Le Tleilaxu se dit qu’il n’aimait vraiment pas ce prédateur impérial. Même lorsqu’il discutait d’un sujet anodin, on sentait une menace dans les harmoniques de sa voix, dans ses grands yeux sombres.
Ne commets pas d’erreur. Tu as devant toi l’homme de main de l’Empereur – celui qui te tuera si tu échoues.
Le Maître Chercheur inspira profondément, mais masqua sa peur en un bâillement et prit un ton apaisant.
— Si Dieu souhaite notre succès, nous réussirons. Nous agissons selon son plan, pas le nôtre, ni celui du Prince Shaddam. Ainsi est fait l’univers.
Un éclair dangereux traversa le regard de Fenring.
— Vous réalisez l’importance de tout cela ? Non seulement l’avenir de la Maison de Corrino et l’économie de l’Empire en dépendent… mais également votre survie.
— Très certainement, fit Ajidica sans réagir à la menace ouverte. Les miens ont appris les vertus de l’attente. Une pomme cueillie trop tôt peut être verte et aigre, mais si l’on sait attendre simplement, le fruit est alors sucré et juteux. Quand il sera mis au point, le Mélange synthétique modifiera toute la structure du pouvoir de l’Imperium. Il n’est pas possible de créer une telle substance en l’espace d’une nuit.
— Nous avons été patients, mais cela ne peut continuer, proféra Fenring.

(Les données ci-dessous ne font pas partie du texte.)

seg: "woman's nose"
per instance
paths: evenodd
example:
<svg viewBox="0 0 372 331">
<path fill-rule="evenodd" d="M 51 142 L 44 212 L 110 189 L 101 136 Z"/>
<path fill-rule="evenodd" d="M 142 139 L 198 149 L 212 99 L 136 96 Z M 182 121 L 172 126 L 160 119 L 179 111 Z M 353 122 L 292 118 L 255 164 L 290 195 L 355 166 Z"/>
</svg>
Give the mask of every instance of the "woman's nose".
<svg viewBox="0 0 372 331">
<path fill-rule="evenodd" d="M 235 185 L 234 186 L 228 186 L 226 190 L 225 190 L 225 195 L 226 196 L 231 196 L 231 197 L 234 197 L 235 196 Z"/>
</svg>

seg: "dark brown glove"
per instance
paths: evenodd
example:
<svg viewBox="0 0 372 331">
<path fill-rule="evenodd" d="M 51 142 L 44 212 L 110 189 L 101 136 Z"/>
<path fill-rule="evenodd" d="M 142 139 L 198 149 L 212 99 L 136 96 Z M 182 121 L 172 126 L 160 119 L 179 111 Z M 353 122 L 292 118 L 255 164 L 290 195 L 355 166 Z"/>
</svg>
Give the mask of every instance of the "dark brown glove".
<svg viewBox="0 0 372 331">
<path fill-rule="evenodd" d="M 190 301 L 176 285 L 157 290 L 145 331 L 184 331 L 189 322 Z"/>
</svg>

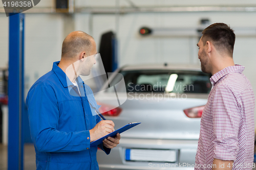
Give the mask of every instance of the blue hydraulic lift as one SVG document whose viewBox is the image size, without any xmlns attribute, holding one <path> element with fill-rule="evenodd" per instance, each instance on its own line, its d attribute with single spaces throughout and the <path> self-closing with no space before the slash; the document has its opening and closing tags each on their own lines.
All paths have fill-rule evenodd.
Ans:
<svg viewBox="0 0 256 170">
<path fill-rule="evenodd" d="M 24 112 L 24 14 L 9 16 L 8 78 L 8 169 L 23 169 L 24 139 L 22 119 Z"/>
</svg>

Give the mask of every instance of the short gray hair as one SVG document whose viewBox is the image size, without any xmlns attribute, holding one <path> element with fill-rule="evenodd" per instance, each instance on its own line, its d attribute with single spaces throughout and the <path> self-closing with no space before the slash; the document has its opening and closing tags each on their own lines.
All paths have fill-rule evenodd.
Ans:
<svg viewBox="0 0 256 170">
<path fill-rule="evenodd" d="M 71 59 L 79 53 L 85 51 L 88 56 L 92 50 L 91 39 L 93 37 L 82 31 L 82 34 L 68 35 L 63 41 L 61 49 L 61 58 Z"/>
</svg>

Ajidica eut un sourire conciliateur.
— Si vous le souhaitez, nous pouvons convenir de nous rencontrer régulièrement pour que je vous rapporte l’état de nos travaux et de nos progrès. Mais, cependant, ces intermèdes ne feront que ralentir nos expériences, nos analyses de substances, nos essais…

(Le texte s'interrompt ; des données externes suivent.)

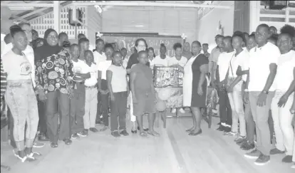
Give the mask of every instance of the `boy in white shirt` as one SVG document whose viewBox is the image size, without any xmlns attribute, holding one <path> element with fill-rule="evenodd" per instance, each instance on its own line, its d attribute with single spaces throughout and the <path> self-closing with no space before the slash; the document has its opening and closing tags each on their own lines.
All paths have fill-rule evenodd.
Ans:
<svg viewBox="0 0 295 173">
<path fill-rule="evenodd" d="M 180 43 L 176 43 L 173 46 L 173 49 L 175 52 L 175 56 L 168 60 L 168 66 L 177 67 L 179 65 L 182 68 L 185 67 L 185 64 L 187 62 L 187 58 L 185 56 L 182 56 L 182 46 Z M 176 109 L 173 108 L 172 109 L 171 112 L 175 113 L 176 111 Z M 181 113 L 185 113 L 185 111 L 183 108 L 180 108 L 180 112 Z"/>
<path fill-rule="evenodd" d="M 161 43 L 160 46 L 160 55 L 157 56 L 153 61 L 155 66 L 168 66 L 168 61 L 171 58 L 166 55 L 167 48 L 164 43 Z"/>
<path fill-rule="evenodd" d="M 106 71 L 112 65 L 112 56 L 114 48 L 110 43 L 105 46 L 107 59 L 98 64 L 98 91 L 100 94 L 101 112 L 103 114 L 104 127 L 101 130 L 105 130 L 108 127 L 108 108 L 110 93 L 106 80 Z"/>
<path fill-rule="evenodd" d="M 96 110 L 98 105 L 98 90 L 96 85 L 98 83 L 98 71 L 96 64 L 93 63 L 93 53 L 91 51 L 85 51 L 86 68 L 90 73 L 90 78 L 85 80 L 86 88 L 86 102 L 85 102 L 85 115 L 84 129 L 89 130 L 93 132 L 97 132 L 98 130 L 95 128 Z"/>
<path fill-rule="evenodd" d="M 129 135 L 126 131 L 126 105 L 129 86 L 127 71 L 122 66 L 122 61 L 121 53 L 114 52 L 113 63 L 107 70 L 108 88 L 110 95 L 110 131 L 113 137 Z"/>
</svg>

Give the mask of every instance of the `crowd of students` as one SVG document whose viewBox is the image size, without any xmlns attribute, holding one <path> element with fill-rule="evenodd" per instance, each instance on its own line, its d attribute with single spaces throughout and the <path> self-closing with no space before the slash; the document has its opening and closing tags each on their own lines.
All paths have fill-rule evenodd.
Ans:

— Non, continuez ainsi, grommela Fenring.
J’ai conduit ce salaud là où je voulais, se dit Ajidica. Et il ne s’en doute pas. Mais il avait toujours la certitude que l’assassin l’éliminerait sans la moindre arrière-pensée. Même après avoir franchi les barrières de sondage, Fenring devait encore avoir sur lui une quantité d’armes dissimulées. Dans ses vêtements, sa peau, ses cheveux.
Mais lui, Hidar Fen Ajidica avait ses propres armes secrètes. Des plans pour parer aux plus extrêmes dangers venus de l’extérieur… pour assurer le contrôle permanent des Tleilaxu.
Nos laboratoires parviendront sans doute à produire un substitut de l’épice. Mais jamais un powindah ne saura par quel moyen.